You still seem to be struggling at understanding what I did. The fact that my integral runs from 1 to infinity instead of from 0 to infinity DOESN'T MATTER. As I said before, I am ignoring a small amount of area under the graph of y = 1/(1 + x²), and THAT DOESN'T MATTER, EITHER. The important thing is what happens when x gets very large, AND THAT DOES MATTER.

 

[PCSL]

1/0 is meaningless. If all you need to do is evaluate the integral, that's straightforward, but since this is an improper integral (because of the infinite limit of integration), you'll need to use a limit to do that. See post #5 for an example of this technique.

You still seem to be struggling at understanding what I did. The fact that my integral runs from 1 to infinity instead of from 0 to infinity DOESN'T MATTER. As I said before, I am ignoring a small amount of area under the graph of y = 1/(1 + x²), and THAT DOESN'T MATTER, EITHER. The important thing is what happens when x gets very large, AND THAT DOES MATTER.

I'll talk to my teacher tomorrow.

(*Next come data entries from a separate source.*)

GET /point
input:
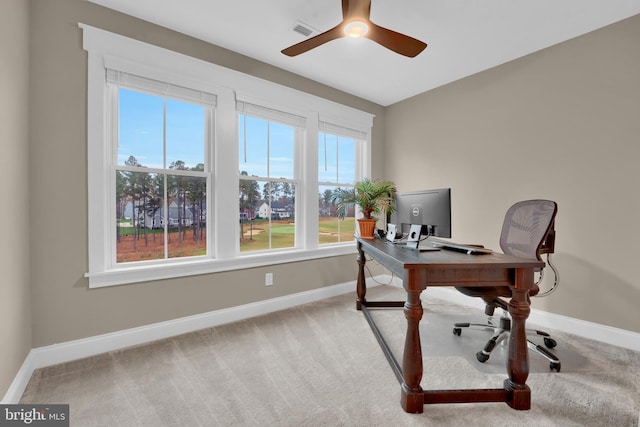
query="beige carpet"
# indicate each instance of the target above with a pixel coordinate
(320, 365)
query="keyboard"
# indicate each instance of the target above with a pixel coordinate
(452, 246)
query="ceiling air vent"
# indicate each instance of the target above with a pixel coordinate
(302, 28)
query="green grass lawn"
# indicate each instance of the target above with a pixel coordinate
(332, 230)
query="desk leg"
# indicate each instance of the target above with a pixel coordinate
(518, 363)
(361, 284)
(412, 395)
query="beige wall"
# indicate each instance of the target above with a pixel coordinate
(63, 307)
(15, 312)
(570, 110)
(562, 124)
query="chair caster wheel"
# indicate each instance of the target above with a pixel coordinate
(482, 357)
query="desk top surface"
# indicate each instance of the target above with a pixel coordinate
(389, 254)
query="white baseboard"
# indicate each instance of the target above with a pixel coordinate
(72, 350)
(78, 349)
(582, 328)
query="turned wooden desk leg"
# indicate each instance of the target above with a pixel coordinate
(518, 362)
(361, 284)
(412, 395)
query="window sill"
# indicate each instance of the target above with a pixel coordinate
(149, 272)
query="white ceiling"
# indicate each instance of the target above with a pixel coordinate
(463, 36)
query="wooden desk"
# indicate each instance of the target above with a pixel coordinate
(446, 268)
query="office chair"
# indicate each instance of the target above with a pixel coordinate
(527, 232)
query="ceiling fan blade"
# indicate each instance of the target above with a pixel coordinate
(399, 43)
(322, 38)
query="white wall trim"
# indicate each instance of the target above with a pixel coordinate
(72, 350)
(65, 352)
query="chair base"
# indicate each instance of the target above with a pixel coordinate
(502, 331)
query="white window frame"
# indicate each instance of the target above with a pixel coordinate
(113, 51)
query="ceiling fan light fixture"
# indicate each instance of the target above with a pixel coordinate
(356, 29)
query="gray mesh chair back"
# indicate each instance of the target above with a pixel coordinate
(527, 232)
(526, 224)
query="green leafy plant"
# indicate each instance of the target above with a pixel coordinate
(373, 197)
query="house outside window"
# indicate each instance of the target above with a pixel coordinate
(268, 142)
(185, 157)
(161, 175)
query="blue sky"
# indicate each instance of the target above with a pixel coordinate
(141, 135)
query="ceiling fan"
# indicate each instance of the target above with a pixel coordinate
(356, 23)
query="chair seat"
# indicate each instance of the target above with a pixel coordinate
(527, 232)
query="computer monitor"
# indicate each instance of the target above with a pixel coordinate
(429, 208)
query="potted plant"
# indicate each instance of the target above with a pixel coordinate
(373, 197)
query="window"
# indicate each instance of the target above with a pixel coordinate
(194, 168)
(268, 142)
(161, 173)
(337, 167)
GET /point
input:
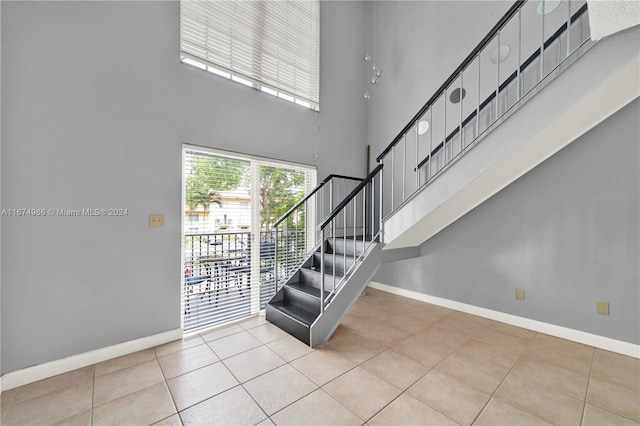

You don't have to reply again, I don't want to annoy you with my inability to understand.

[tex]\int_0^{\infty}\frac{dx}{x^2} = \lim_{c \to \infty} \left.\frac{-1}{x}\right|_0^c

=\lim_{c \to \infty}-1/c + 1/0 = 0 + 1/0[/tex] ?

 

[romsofia]

What mark44 is trying to say, is that if you need to see if the TOTAL area converges or diverges then substituting 0 for 1 in your original function will create a finite area, then we can use that in the comparison instead of making it more complicated by going from 0 to inf when comparing it to 1/x^2.

But like he said, are you just seeing if the integral converges or do you need to actually evaluate it...?

 

[Mark44]

I am not evaluating this integral:

[tex]\int_0^{\infty}\frac{dx}{x^2} = \lim_{c \to \infty} \left.\frac{-1}{x}\right|_0^c

=\lim_{c \to \infty}-1/c + 1/0 = 0 + 1/0[/tex] ?

I am evaluating this integral:

[tex]\int_1^{\infty}\frac{dx}{x^2} = \lim_{c \to \infty} \left.\frac{-1}{x}\right|_1^c

=\lim_{c \to \infty}-1/c + 1/1 = 1[/tex]

 

[PCSL]

My teacher never said we could change the limit for the comparison theorem. That is very helpful - thanks for your help.

and romsofia, the actual limit was not my problem, although we were supposed to evaluate it.